When General Motors was declared bankrupt and Saab was put up for sale, many industry observers were scornful of the prospects for a rescue. Which of the world's carmakers would want to take on a manufacturer with such low sales and such big losses? It would need a company with deep pockets - and a big vision.

When Christian von Koenigsegg's eponymous company, Koenigsegg Group, finally emerged as the top bidder, many were incredulous. Saab might be a minnow by almost all motor industry standards, but compared to Koenigsegg, it was a giant. Saab was formed in 1947, supercar maker Koenigsegg Automotive sold its first car just seven years ago, and last year produced 18 vehicles at its factory in a hangar at Ängelholm airbase, southern Sweden.

But if Koenigsegg is tiny, its founder has always had big ideas. His record speaks for itself: he founded the carmaker in 1994, at the age of just 22, with some start-up loans and some help from the family. Within two years a prototype was ready and by 2002 the first car was sold, with the family crest on the badge.

A year later it was reported that a Koenigsegg had taken the record for the fastest speeding ticket ever issued in the United States, clocking 242 mph in a 75 mph zone.
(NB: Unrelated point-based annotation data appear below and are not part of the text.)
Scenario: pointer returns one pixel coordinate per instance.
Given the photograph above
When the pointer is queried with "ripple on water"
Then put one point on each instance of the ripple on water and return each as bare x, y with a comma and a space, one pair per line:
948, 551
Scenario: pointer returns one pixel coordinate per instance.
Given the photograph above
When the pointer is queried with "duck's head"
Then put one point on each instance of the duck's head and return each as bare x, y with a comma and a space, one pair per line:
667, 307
By 2005 a Koenigsegg had officially become the fastest production car in the world, when a CCR surpassed the MacLaren F1 as the fastest production car in existence, clocking a speed of 240 on the Nardò track in Italy.
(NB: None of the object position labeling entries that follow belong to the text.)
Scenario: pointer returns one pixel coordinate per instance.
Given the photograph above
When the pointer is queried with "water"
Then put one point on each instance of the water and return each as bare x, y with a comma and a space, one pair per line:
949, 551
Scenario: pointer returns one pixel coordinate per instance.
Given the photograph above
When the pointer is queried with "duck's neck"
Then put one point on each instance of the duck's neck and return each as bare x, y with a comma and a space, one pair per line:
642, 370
All that speed comes at a price: a Koenigsegg CCXR currently costs a cool $1.2 million. Despite the hefty price tag, the company has found people willing to pay, and say they made a small profit on sales of $13.8 million last year.

Everything about Koenigsegg the company, and von Koenigsegg the man, is as far from the dry, accountant-driven world of volume carmakers as it is possible to get. When asked how he decided to make supercars, he always says he was inspired by a Norwegian cartoon. In the film, Flåklypa Grand Prix, a bicycle repairman builds a world-beating Formula One car, assisted by a melancholic hedgehog, a cheerful magpie and money from a passing Arab oil sheikh.

"I remember walking out of the cinema when I was five years old and thinking 'I'd like to do that,'" he said when interviewed this autumn.

Von Koenigsegg was never short of entrepreneurial role models. He was brought up in a well-connected family from the fancy Stockholm suburb of Djursholm. Father Jesko has started a number of engineering and finance companies; his mother is a haute couture milliner, or hat maker, who supplies the Swedish royal family.

"When I started Koenigsegg my father thought I was crazy, but then he came round to the idea and actually joined the board."

His father was only the first of many sceptics that von Koenigsegg has had to win over.

"Lots of people were asking who would buy a supercar like that. But Koenigsegg is still there and they make one of the world's fastest cars. They even appear to be making some kind of profit," said Mikael Wickelgren, a car industry expert at the University of Gothenburg.

Overcoming the scepticism of others has required a particular brand of self-confidence from the Swede:

"I see myself as having an unrestricted mind. It's not that I don't see the obstacles - I do - but I always see a way to pass them."

With the Saab deal now in tatters, however, it seems not even the maker of sleek sports cars could find a way.